Monday, June 9, 2008
Magnolia Trees, Poems, and Me
I did write a poem about a magnolia tree once. And I've learned a lot about RFK this month. Now if only I were writing more.
The Tree Attended
The rain is okay.
Wind scares me
makes that slap clacking sound
in the flags at the end of the pool,
when I put my head up I think of
skeletons or someone dropping silverware.
The black sky okay, too,
safe and close, oddly warm even when
the window is flat ice under my palms.
Hail jumps sweet,
sugar candy or popcorn,
the shy rain that changed its mind into shapes
big enough to share, then
brags its brightness, dents the air.
When it’s over
the tulip magnolia tree stands like a crossing guard,
a fair shepherdess,
blossoms pink and bruised white,
scattered along the sidewalk in two directions.

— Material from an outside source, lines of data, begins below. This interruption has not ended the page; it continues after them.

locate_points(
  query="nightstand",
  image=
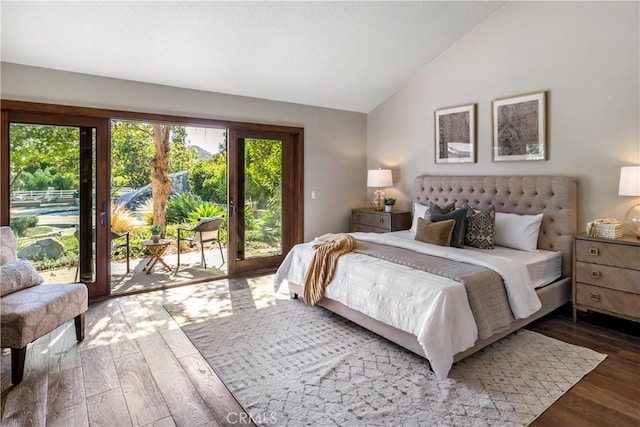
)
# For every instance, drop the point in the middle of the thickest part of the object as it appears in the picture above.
(370, 220)
(606, 276)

But many are still on the tree
jealous of their spring
like new breasts, eager
to fall into whatever the weather builds for their falling
and somehow reluctant
enjoying the shape of the their beauty.
Lisa, see how the tree is as big as a pick-up truck,
powerful, hauling the glistening oxygen,
damp, competent, moving
in the steaming evening,
flowers cupped with rain in the branches
and some in the street.
Everything lies down under the deluge.
The flowers don’t care
where they will fill up with nightfall,
or who sees them,
losing their minds.
Swimming on a Summer Evening
Forgiveness
After you left
I swam on my back
watching the spider web clouds
break up in the deepening sky,
or maybe coalescing,
crystal seeding itself in ice,
or child’s hair in wind.
For a while I could taste the cut grass
from the playing field,
then the rubber chair of the lifeguard,
and the wet soap smell
of the other woman in my lane.
With each breath an open mouth
of surprises, of someone else,
I watched the sky and the evening,
now unpatterned lace,
brittle, fair and random, cloth of heaven,
and the colored flags
as they moved into sight
always five strokes away from the wall.
I found the moon, too,
less than half crescent,
in the western nightfall,
right where we agreed
it would be.
Tuesday, June 3, 2008
Poetry as punishment?
Monday, June 2, 2008
More IRB poetry
IRB all day --
at night CFR and more
words than butterflies
Saturday, May 31, 2008
Teaching Adult ESL with Poetry
Friday, May 23, 2008
AAHRPP poems
Our AAHRPP deadline is June.
We will finish our submission soon.
If they like what we do
They'll accredit -- woo hoo!
Our praises to all they will croon.
(For those of you who would like to follow suit, it's pronounced "a-harp")
Friday, May 9, 2008
A New Blog
First Blog: First Poem
If there's someone to turn to
I'm full
If there isn't
Then I'm empty.
Published when I was 9, in the fifth grade, in the Palo Alto Times. Thanks Miss Cava, wherever you are. You were a great teacher. I thank you for this gift of poetry in my life.